Yale University Press is working on publishing a book by Jytte Klausen, a Danish born professor of politics at BrandeisUniversity called “The Cartoons That Shook the World.” Yet a notoriously famous earth-shaking cartoon will not be included.
In September 2005, 12 caricatures of the Prophet Muhammad, which included one picture of Muhammad donning a bomb shaped turban, were published by a Danish newspaper, sparking violent protests in the Middle East and Africa that left 200 dead. After consulting dozens of diplomats, scholars, and experts, Yale University Press decided not to include the Danish cartoons, along with other illustrations of the prophet that appear in various printed historic material.
The decision not to print images of the prophet was, according to John Donatich, director of Yale University Press, as reported by The New York Times, “overwhelming and unanimous” by a Yale voting board.
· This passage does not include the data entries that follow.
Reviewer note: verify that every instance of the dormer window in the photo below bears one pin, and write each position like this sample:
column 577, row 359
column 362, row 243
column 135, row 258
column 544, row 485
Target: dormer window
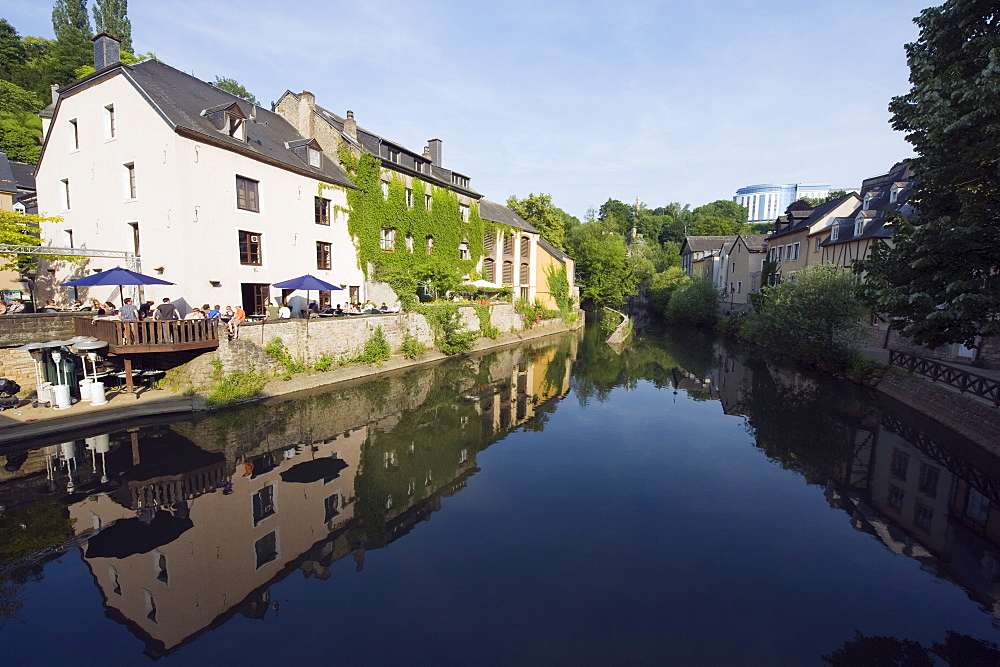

Despite criticism from Klausen and religious scholar Reza Aslan, Donatich based his ruling on the violence surrounding the printing of the Danish cartoons. Quoting Ibrahim Gambari, special adviser to the secretary general of the United Nations and an expert consulted over the controversy, Donatich said, according to the Times “You can count on violence if any illustration of the prophet is published. It will cause riots, I predict, from Indonesia to Nigeria.”
Last year, Danish police arrested three men who they suspected of plotting to kill the artist who drew the Danish cartoon of Muhammad with the bomb shaped turban.